But the insulation is essentially a lot of small air pockets surrounded by a material which traps them, and which itself is not a particularly good insulator. Most of the insulation comes from the trapped air.

So each cell of air will be warmer at the top than the bottom (convection), this will be transmitted via the insulation (conduction) to the cell above, which itself will be warmer at the top than the bottom (convection) - and so it goes on.

So the effect on a vertical wire will still be to warm the wire above.

Now I admit it won't be much of a warmimg effect, but if you look at the figures, the current capacity isn't too much different, but it is.

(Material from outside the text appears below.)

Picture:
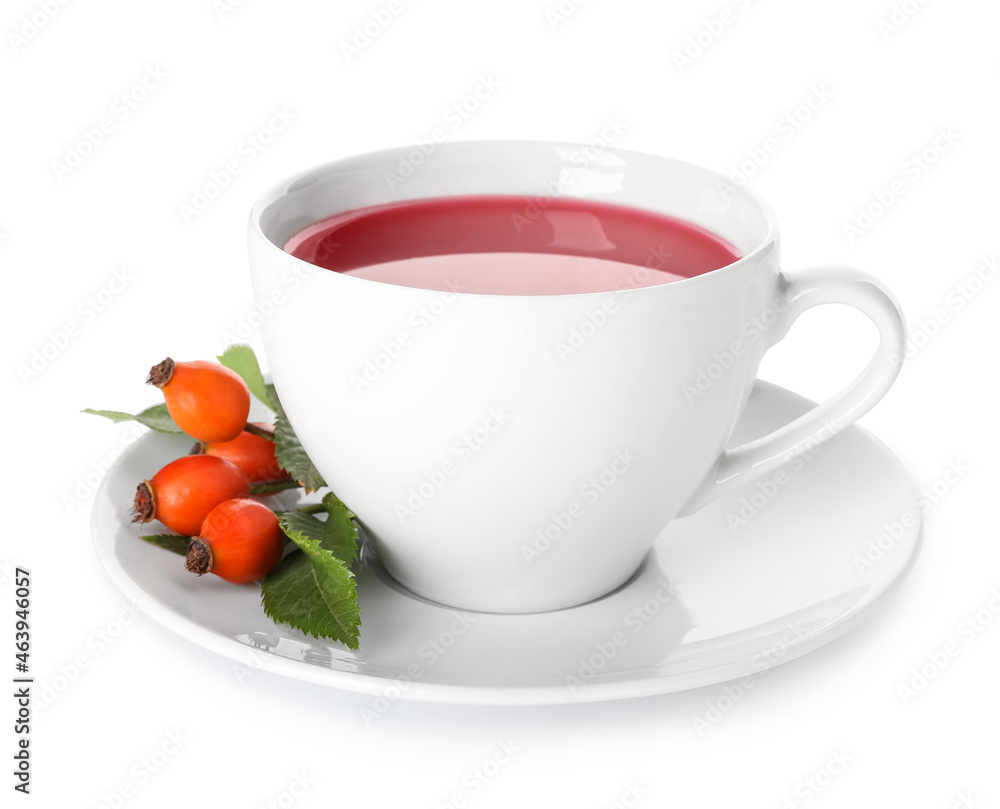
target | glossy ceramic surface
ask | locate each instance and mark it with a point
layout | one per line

It's not a perfect insulator, and I suspect that any heat that does get out will be transmitted mainly by the method just described. And if you look at the orientation of the fibres in rockwook type insulation, they appear to be aligned to trap the air better when laid horizontally, so I suspect it is a better insulator when laid horizontally.

Just an idea.....
 
M

marsaday

update:

had the electrician in today and everything fine.

This is what we have done. Rewired the lighting circuit for the 1st floor as all wires were laying on insulation and over the joists.

they are now laying on the ceilings or going through the ceiling joists. insulation has been removed where these wires are now.

Above all this will sit my new floor. in between these 8" joists will be 200mm insulation.

There will be a 4" gap between the cables and the bottom of the insulation. i will lay netting over the cables so the insulation does not fall down and rest on them.

Sparky is very happy with this solution.

I await for BAS to haughtily put me down, scald me and make himself look oh so clever !!